All this takes place in vividly animated and dramatically moving scenes. In each the daydreamer experiences the full excitement of the threatened youth’s anxiety and fortitude. At the moment when the wrath and rage of the torturer are transformed into pity and benevolence-that is to say, at the climax of each scene-the excitement resolves itself into a feeling of happiness.
Both the beating fantasies and the nice stories fulfill their functions, and each can shade into the other and influence each other. One is socially acceptable, the other isn’t, but they are not opposed. They’re more like a Mobius strip or a Necker cube.
There is a further stage of the evolution of the girl’s fantasy.
Several years after the story of the knight first emerged [i.e. around age 20], the girl put it in writing. She produced an absorbing short story which covers the period of the youth’s imprisonment. It began with the prisoner’s torture and ended with his refusal to escape. One suspects that his voluntary choice to remain at the castle is motivated by positive feelings for the knight. All events are depicted as having occurred in the past, the story being presented in the frame of a conversation between the knight and the prisoner’s father.

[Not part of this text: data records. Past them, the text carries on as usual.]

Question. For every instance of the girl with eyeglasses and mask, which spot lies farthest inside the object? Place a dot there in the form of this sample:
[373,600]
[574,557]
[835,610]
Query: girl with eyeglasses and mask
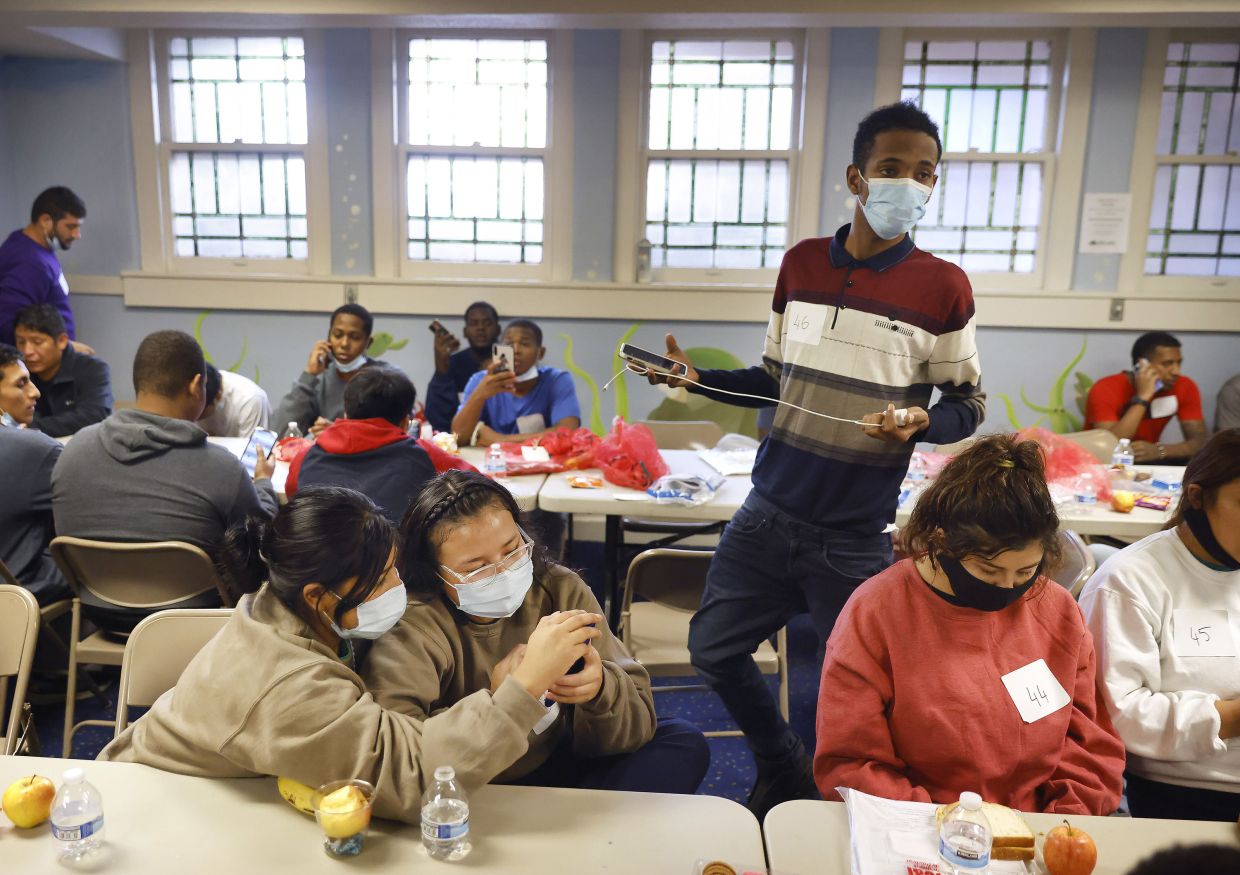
[964,668]
[277,690]
[485,605]
[1166,619]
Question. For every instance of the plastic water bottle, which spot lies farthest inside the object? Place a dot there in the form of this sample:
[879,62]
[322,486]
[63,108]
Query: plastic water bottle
[77,817]
[1122,457]
[1086,492]
[965,837]
[445,818]
[495,464]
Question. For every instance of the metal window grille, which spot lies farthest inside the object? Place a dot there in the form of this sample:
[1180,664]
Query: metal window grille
[719,149]
[1194,218]
[991,102]
[226,93]
[476,136]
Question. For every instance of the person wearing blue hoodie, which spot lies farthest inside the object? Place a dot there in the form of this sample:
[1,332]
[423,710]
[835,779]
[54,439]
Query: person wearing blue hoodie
[371,449]
[149,474]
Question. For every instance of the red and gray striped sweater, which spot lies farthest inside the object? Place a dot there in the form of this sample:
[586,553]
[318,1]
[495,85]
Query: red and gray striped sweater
[846,337]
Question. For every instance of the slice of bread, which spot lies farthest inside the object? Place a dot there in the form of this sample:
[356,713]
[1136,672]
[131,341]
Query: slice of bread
[1011,837]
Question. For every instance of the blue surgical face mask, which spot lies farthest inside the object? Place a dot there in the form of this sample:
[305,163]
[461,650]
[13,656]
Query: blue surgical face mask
[893,206]
[500,595]
[376,616]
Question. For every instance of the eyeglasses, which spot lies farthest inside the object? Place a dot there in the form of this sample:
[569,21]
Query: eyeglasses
[507,563]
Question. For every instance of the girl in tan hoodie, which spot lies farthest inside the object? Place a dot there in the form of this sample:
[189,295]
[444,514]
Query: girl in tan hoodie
[277,690]
[481,593]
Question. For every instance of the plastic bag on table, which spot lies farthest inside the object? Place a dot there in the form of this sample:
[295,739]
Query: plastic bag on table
[629,456]
[686,490]
[1068,464]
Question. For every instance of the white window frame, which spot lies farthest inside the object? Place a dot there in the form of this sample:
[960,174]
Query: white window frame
[1062,161]
[1145,164]
[389,123]
[318,260]
[806,138]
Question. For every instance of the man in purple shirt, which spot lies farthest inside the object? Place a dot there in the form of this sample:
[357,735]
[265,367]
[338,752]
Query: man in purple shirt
[30,273]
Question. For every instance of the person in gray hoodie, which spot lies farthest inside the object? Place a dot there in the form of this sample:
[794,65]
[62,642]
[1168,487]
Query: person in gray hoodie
[149,474]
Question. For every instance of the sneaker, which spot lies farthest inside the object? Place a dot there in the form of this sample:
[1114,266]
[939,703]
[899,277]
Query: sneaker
[783,780]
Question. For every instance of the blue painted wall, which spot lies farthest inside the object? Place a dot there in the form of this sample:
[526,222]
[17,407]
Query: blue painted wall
[67,122]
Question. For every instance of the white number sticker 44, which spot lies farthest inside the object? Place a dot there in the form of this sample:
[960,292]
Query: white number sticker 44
[1034,690]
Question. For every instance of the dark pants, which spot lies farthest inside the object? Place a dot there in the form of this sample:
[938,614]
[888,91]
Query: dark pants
[770,567]
[673,761]
[1172,802]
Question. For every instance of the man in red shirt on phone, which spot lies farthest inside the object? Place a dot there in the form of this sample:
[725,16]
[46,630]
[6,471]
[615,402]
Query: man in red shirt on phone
[1137,404]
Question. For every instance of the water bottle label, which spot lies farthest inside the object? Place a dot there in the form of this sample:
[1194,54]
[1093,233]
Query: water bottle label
[964,858]
[83,831]
[445,832]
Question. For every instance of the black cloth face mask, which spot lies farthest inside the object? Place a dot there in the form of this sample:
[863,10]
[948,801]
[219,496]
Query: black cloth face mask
[1199,524]
[976,593]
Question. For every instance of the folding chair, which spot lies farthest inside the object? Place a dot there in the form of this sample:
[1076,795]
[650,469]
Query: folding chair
[145,576]
[19,632]
[656,631]
[158,652]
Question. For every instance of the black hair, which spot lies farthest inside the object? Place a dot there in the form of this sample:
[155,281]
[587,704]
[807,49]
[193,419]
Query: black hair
[528,325]
[325,534]
[354,310]
[57,202]
[1199,859]
[166,362]
[904,115]
[448,500]
[212,381]
[378,392]
[482,305]
[1145,346]
[42,317]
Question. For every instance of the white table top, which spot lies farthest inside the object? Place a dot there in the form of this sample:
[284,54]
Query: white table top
[525,487]
[160,822]
[807,838]
[557,495]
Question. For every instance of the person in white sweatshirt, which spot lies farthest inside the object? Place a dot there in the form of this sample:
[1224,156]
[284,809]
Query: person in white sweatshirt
[1166,620]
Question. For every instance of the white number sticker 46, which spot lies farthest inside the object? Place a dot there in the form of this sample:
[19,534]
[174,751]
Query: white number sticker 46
[1036,692]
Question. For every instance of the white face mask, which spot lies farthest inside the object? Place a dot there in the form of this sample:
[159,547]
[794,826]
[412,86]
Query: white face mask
[500,595]
[352,366]
[376,616]
[893,206]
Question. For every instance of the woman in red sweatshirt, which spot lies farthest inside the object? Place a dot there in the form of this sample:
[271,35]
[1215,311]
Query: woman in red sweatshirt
[965,668]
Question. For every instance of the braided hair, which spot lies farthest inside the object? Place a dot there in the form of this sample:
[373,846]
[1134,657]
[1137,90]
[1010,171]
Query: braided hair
[449,500]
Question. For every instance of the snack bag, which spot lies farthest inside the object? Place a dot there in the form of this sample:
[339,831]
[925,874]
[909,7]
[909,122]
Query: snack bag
[629,456]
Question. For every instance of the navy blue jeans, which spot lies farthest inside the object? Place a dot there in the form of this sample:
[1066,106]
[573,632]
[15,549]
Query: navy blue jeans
[770,567]
[673,761]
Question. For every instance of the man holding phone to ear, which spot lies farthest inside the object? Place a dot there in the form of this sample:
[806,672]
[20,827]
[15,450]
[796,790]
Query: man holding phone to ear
[1137,404]
[862,324]
[455,366]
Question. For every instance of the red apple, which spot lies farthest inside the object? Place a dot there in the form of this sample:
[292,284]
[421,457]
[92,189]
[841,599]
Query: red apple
[1069,852]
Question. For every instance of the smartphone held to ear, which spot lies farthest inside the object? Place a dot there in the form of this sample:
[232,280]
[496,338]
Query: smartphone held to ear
[262,439]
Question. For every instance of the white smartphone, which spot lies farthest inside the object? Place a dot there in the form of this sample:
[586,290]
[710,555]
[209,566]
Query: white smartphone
[645,360]
[262,439]
[502,353]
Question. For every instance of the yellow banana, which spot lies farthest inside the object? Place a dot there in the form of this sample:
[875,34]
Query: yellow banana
[296,795]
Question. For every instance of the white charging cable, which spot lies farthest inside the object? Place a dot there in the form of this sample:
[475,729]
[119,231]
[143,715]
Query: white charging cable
[902,415]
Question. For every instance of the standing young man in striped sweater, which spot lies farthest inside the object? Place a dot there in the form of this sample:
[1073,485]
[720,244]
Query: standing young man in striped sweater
[861,321]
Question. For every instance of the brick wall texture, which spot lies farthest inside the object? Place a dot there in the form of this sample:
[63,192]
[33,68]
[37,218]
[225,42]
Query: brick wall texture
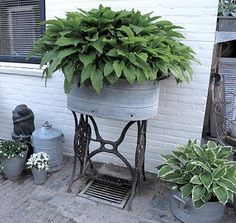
[181,108]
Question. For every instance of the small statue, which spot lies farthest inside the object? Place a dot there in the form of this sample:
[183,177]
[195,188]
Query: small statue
[23,121]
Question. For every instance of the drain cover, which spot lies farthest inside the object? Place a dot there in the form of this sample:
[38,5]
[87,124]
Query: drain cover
[108,190]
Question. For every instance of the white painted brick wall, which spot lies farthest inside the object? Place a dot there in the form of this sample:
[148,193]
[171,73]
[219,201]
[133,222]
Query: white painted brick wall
[181,110]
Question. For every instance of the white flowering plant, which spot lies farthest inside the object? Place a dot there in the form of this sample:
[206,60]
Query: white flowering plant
[39,161]
[11,148]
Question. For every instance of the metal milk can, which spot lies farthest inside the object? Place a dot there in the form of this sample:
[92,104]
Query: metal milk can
[49,140]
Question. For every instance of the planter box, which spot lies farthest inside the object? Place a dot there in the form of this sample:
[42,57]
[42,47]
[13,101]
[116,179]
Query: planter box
[121,101]
[183,209]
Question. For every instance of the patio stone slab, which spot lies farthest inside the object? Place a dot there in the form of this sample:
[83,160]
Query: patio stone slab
[22,201]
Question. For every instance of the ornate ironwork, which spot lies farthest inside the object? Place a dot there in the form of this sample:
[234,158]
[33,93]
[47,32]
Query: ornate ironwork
[82,139]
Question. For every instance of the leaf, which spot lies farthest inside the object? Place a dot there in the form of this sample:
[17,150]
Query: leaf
[199,151]
[87,58]
[108,68]
[97,80]
[207,196]
[200,164]
[118,67]
[221,194]
[68,71]
[224,152]
[199,203]
[173,176]
[198,192]
[136,29]
[229,185]
[112,53]
[186,190]
[127,31]
[130,73]
[196,180]
[86,72]
[219,173]
[58,60]
[211,144]
[231,172]
[165,170]
[112,78]
[206,178]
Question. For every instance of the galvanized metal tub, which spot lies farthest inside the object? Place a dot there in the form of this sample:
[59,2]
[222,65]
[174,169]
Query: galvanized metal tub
[121,101]
[183,209]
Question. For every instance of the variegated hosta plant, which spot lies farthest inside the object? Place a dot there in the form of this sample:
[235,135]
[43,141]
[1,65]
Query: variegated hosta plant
[204,173]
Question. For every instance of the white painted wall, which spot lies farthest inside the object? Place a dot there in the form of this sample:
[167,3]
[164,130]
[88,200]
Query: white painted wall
[181,110]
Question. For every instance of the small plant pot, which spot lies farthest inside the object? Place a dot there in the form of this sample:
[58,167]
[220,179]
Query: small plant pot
[40,176]
[233,130]
[13,167]
[183,209]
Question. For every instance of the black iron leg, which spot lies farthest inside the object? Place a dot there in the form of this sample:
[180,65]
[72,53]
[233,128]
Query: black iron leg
[81,143]
[82,140]
[139,160]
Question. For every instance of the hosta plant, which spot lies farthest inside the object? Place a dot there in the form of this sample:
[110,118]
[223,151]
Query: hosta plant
[202,172]
[101,46]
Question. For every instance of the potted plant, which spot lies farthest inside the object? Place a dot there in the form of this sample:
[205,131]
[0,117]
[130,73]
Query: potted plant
[111,54]
[204,178]
[227,16]
[39,164]
[12,158]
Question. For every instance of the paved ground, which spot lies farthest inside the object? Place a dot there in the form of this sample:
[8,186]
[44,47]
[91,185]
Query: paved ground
[23,202]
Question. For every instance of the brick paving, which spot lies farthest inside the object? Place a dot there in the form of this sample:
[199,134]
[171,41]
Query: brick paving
[21,201]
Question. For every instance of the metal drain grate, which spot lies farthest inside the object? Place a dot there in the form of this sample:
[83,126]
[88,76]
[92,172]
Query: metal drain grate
[108,190]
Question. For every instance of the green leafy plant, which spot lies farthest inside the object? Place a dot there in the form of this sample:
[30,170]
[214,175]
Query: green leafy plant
[202,172]
[101,46]
[11,148]
[227,8]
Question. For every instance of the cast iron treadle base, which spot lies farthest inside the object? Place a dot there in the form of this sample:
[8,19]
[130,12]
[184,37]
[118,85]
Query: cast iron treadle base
[108,190]
[82,138]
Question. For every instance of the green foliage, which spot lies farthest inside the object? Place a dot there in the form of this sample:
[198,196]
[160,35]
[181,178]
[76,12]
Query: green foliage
[202,172]
[100,46]
[227,8]
[11,148]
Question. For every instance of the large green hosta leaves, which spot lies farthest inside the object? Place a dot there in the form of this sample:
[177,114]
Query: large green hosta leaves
[139,47]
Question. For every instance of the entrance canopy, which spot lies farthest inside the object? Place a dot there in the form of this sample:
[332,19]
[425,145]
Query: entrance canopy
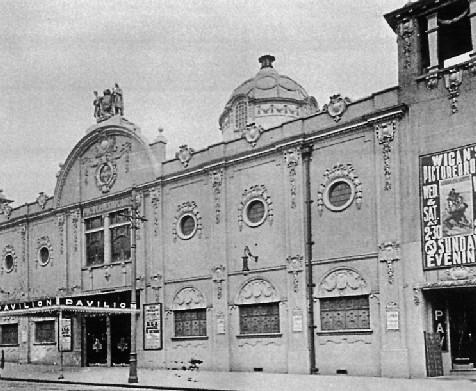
[105,303]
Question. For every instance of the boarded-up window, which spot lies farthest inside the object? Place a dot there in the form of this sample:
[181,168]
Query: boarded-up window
[9,334]
[343,313]
[259,318]
[45,331]
[190,323]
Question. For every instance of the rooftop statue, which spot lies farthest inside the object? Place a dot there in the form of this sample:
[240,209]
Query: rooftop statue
[111,103]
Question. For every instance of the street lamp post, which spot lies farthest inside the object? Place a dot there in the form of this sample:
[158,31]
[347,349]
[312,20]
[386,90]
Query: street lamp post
[133,354]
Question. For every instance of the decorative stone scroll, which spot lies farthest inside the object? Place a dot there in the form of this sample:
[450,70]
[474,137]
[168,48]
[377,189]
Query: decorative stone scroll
[218,276]
[9,250]
[340,171]
[385,132]
[389,252]
[257,291]
[291,157]
[295,266]
[453,80]
[188,298]
[41,200]
[184,154]
[61,221]
[342,282]
[155,195]
[405,35]
[252,133]
[216,178]
[336,107]
[106,152]
[188,207]
[255,192]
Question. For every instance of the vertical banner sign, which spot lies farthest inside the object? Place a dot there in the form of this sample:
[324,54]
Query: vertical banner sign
[439,326]
[66,335]
[448,182]
[153,326]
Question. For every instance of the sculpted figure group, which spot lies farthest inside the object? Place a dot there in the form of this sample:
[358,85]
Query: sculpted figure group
[111,103]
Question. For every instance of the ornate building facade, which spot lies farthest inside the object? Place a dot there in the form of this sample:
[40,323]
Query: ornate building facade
[308,239]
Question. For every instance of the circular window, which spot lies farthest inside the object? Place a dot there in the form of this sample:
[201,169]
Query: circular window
[339,194]
[44,255]
[255,212]
[9,263]
[187,226]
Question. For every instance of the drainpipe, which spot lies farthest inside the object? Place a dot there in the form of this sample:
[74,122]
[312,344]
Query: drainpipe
[306,159]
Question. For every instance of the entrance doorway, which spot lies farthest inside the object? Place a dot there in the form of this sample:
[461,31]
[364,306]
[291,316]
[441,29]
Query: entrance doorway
[120,339]
[462,312]
[96,341]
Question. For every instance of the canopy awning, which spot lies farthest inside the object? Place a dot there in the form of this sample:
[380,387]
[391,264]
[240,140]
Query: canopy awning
[67,308]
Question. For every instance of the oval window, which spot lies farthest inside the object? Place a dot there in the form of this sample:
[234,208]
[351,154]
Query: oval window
[44,256]
[339,194]
[255,212]
[187,226]
[9,263]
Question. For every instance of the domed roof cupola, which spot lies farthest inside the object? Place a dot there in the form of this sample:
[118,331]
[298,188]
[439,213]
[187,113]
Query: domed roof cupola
[268,99]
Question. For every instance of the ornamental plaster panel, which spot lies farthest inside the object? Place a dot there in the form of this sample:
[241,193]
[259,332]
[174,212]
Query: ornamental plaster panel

When the girl was asked what had induced her to write down the story, she herself could give only one reason of which she was aware. She believed that she had turned to writing at a time when the daydream of the knight was especially obtrusive — that is to say, as a defense against excessive preoccupation with it. She had sought to create a kind of independent existence for the protagonists that had become all too vivid, in her hope that they then would no longer dominate her fantasy life. The daydream of the knight was in fact finished, as far as she was concerned, after it had been written down.
But this account of her motivation still leaves many things unexplained: the very situations that owing to their over vividness are supposed to have impelled her to write down the story are not included in it, whereas others that were not part of the daydream (e.g., the actual torturing) are dwelt on extensively.
While Anna Freud sees the girl writing the fantasy down as a positive step towards mental health and reality, I wonder if the girl would have a similar dissatisfaction with enacting her fantasy with another person. “By renouncing her private pleasure in favor of making an impression on others, the author has accomplished an important developmental step: the transformation of an autistic into a social activity.”
I wonder if this is the root of sadomasochistic fantasy, the torturer who is moved to compassion, the beast killed and/or redeemed by beauty, the steelhard man who is revealed as squishy and tender on the inside.
You can see this process in other examples: people see a scene or story from antebellum American slavery or Nazi Germany or somebody’s idea of a Turkish harem, and use that as framework for pre-existing desires and fantasies. Hannah Cullwick saw a play based on Lord Byron’s The Death of Sardanapalus. Leopold von Sacher-Masoch heard childhood stories of peasant uprisings. I’m certain Arthur Munby read books on American slavery. It needn’t be based on anything real either, but drawn from fantasy or science fiction. The fantasy was there first, and absorbs whatever it happens to fit as window-dressing. I believe this process occurs on both an individual level and a social level.